Shanghai went into a citywide lockdown on April 1 amid a flare-up in the outbreak, and the city has been aiming to achieve the societal zero-Covid goal since mid-April by issuing at least three rounds of stop work and standstill orders to curb the movements by even medical workers, food-delivery staff and volunteers.
The initial success of Shanghai’s efforts to contain the pandemic drove mainland stocks up on Tuesday.
The CSI300, which tracks the 300 biggest stocks on the Shanghai and Shenzhen exchanges, rose 1.3 per cent to 4,005.89. The Shanghai Composite Index gained 0.7 per cent to 3,093.70, while the Shenzhen Composite Index added 0.7 per cent to 1,940.45.
At present, Shanghai residents allowed to venture out on to the streets are given only two hours for shopping at designated retail outlets near their homes.

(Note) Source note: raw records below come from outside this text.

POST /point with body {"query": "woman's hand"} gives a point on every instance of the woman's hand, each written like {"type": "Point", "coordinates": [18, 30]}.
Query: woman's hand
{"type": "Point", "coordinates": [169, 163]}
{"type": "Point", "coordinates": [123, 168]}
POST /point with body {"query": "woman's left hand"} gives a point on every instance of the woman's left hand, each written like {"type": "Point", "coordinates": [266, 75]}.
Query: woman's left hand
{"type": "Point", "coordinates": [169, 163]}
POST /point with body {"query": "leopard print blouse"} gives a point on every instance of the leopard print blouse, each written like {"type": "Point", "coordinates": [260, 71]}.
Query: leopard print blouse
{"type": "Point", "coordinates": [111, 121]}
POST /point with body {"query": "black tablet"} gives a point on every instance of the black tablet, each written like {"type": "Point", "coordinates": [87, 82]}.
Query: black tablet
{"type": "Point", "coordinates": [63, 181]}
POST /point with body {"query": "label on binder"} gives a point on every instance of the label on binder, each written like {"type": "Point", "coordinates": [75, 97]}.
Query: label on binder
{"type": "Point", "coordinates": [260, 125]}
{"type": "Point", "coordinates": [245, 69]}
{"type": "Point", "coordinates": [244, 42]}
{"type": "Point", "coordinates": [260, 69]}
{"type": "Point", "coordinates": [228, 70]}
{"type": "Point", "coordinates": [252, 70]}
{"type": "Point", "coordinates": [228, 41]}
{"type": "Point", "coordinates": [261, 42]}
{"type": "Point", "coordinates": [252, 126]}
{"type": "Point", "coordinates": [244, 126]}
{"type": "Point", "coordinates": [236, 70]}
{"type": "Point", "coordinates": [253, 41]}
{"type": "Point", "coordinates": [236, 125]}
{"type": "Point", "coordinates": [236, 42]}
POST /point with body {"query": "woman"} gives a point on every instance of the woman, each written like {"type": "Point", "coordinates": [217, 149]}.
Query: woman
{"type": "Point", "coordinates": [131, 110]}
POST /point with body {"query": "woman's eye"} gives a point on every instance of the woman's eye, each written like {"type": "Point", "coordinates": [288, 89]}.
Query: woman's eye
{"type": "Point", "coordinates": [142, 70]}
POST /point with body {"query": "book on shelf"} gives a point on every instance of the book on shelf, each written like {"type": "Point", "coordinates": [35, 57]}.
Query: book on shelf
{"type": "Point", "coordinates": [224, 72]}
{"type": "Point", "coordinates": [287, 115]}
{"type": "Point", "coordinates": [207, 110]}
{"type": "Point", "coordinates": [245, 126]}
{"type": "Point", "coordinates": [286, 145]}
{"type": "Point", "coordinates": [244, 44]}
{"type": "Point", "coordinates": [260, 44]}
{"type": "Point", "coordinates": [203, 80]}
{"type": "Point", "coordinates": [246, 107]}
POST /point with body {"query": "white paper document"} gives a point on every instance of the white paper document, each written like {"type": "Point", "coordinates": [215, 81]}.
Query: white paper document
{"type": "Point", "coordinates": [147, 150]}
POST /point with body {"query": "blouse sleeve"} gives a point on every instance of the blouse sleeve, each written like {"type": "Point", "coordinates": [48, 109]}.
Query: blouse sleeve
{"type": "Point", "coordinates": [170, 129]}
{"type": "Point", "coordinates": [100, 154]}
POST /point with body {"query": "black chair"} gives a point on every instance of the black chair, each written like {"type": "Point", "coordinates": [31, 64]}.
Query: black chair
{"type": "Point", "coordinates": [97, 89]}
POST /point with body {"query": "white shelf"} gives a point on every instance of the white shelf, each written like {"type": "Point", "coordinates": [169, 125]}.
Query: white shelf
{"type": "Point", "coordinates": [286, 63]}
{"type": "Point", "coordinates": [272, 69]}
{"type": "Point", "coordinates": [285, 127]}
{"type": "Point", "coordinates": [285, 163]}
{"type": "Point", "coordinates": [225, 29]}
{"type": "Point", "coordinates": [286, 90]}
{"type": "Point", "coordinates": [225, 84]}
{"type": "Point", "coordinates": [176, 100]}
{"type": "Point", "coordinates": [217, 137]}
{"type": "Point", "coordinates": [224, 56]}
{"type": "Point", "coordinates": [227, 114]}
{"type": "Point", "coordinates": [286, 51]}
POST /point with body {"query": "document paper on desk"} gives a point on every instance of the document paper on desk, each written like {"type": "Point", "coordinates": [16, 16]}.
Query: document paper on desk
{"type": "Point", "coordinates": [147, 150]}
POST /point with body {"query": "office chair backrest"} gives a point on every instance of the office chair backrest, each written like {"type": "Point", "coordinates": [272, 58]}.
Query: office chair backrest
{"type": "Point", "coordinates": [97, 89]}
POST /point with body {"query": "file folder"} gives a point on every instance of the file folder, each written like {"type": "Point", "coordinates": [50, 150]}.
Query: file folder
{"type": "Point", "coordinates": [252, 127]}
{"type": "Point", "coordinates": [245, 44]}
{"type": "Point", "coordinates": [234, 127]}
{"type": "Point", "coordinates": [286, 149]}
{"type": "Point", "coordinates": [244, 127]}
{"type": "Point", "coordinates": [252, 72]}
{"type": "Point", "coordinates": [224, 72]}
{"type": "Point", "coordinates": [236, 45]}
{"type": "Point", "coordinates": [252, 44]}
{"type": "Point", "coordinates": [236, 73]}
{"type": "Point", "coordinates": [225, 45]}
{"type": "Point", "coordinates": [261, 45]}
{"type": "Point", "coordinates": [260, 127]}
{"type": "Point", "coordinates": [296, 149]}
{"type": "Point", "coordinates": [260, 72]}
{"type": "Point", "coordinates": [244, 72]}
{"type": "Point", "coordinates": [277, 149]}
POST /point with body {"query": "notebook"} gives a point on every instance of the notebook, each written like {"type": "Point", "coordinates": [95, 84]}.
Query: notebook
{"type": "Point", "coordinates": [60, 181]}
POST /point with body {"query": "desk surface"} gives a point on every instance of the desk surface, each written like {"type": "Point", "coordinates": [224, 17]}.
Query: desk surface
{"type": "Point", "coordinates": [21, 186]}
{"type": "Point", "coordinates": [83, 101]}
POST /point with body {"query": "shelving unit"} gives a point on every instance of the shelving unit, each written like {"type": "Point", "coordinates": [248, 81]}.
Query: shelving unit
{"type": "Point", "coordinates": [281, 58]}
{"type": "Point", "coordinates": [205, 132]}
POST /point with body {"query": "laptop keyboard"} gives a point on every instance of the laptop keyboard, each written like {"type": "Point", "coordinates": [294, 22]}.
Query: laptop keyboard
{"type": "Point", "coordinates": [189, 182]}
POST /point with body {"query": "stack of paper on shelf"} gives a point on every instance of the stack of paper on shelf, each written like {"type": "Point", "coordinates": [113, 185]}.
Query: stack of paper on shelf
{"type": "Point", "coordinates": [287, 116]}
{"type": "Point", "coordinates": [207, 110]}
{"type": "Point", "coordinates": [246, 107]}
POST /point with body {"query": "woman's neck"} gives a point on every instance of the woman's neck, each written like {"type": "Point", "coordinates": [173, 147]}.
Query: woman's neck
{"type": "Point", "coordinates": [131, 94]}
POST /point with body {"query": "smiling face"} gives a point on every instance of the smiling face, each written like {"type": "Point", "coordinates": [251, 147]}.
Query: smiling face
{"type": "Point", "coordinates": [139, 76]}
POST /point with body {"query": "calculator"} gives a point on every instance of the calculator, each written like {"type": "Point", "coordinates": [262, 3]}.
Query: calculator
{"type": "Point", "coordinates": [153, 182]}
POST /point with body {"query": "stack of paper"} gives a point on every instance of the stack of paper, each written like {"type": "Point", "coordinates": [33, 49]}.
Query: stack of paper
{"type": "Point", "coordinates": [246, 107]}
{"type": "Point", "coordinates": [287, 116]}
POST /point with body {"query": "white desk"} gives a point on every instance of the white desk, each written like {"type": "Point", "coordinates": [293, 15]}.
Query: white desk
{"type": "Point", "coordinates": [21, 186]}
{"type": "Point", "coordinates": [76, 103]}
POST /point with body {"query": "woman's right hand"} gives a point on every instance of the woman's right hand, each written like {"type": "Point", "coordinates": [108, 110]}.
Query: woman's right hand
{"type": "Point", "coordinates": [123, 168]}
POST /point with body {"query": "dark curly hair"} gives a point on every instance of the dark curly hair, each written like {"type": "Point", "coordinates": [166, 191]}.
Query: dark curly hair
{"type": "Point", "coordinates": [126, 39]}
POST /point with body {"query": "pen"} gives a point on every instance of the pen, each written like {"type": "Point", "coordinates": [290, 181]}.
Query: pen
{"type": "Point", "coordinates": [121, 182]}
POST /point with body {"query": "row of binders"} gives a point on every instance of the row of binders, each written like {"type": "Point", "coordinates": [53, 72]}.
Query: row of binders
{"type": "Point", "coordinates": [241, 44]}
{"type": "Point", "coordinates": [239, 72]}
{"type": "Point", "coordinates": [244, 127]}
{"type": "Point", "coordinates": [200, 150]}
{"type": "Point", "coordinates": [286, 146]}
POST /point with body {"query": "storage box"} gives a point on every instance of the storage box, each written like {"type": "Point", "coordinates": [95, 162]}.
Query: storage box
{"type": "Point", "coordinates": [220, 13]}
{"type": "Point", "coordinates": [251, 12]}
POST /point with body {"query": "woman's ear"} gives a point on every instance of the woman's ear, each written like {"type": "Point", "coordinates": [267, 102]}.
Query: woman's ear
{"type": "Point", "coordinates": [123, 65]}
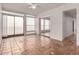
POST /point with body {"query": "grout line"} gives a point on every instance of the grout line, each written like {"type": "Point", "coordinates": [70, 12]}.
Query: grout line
{"type": "Point", "coordinates": [17, 45]}
{"type": "Point", "coordinates": [11, 47]}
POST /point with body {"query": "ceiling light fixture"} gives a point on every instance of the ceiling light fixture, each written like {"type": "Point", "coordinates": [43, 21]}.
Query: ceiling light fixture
{"type": "Point", "coordinates": [33, 6]}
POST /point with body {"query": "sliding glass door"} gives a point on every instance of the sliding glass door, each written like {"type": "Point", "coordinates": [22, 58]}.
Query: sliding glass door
{"type": "Point", "coordinates": [30, 25]}
{"type": "Point", "coordinates": [45, 30]}
{"type": "Point", "coordinates": [12, 25]}
{"type": "Point", "coordinates": [18, 25]}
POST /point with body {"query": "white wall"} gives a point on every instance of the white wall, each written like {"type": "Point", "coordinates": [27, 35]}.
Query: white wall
{"type": "Point", "coordinates": [67, 26]}
{"type": "Point", "coordinates": [0, 24]}
{"type": "Point", "coordinates": [56, 17]}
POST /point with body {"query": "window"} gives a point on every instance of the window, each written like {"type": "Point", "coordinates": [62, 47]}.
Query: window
{"type": "Point", "coordinates": [45, 27]}
{"type": "Point", "coordinates": [10, 25]}
{"type": "Point", "coordinates": [30, 25]}
{"type": "Point", "coordinates": [18, 25]}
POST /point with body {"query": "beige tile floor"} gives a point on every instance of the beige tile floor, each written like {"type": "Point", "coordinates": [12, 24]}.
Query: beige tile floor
{"type": "Point", "coordinates": [37, 45]}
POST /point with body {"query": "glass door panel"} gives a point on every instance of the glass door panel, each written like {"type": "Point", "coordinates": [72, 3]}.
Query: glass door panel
{"type": "Point", "coordinates": [10, 25]}
{"type": "Point", "coordinates": [18, 25]}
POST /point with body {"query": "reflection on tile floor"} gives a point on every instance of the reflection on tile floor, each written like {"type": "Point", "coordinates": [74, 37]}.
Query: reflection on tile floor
{"type": "Point", "coordinates": [37, 45]}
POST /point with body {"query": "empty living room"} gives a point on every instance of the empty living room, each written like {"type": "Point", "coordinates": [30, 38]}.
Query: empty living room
{"type": "Point", "coordinates": [39, 28]}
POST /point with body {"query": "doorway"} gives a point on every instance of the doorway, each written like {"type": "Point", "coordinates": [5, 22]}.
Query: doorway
{"type": "Point", "coordinates": [45, 26]}
{"type": "Point", "coordinates": [69, 31]}
{"type": "Point", "coordinates": [12, 26]}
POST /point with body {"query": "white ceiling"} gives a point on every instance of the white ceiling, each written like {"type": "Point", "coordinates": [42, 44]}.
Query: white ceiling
{"type": "Point", "coordinates": [24, 7]}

“The relaxation is not enough,” said Yu Yueqi, a resident living in southwestern district of Xuhui. “We have been confined to our homes for seven weeks and need more time to go shopping and do physical exercise outdoors.”
Shopping malls and supermarkets that are in operation now can use a maximum 50 per cent of their normal capacity to serve customers before June 1, and subdistrict authorities are still limiting the number of people allowed to leave their residential compounds.
Most residential complexes in “precautionary zones” let two people from each family go out once a week for shopping.
Public transport was expected to resume gradually from May 22, Zong said on Monday. Employees cannot return to offices until public transport restarts and private cars are allowed back on the roads.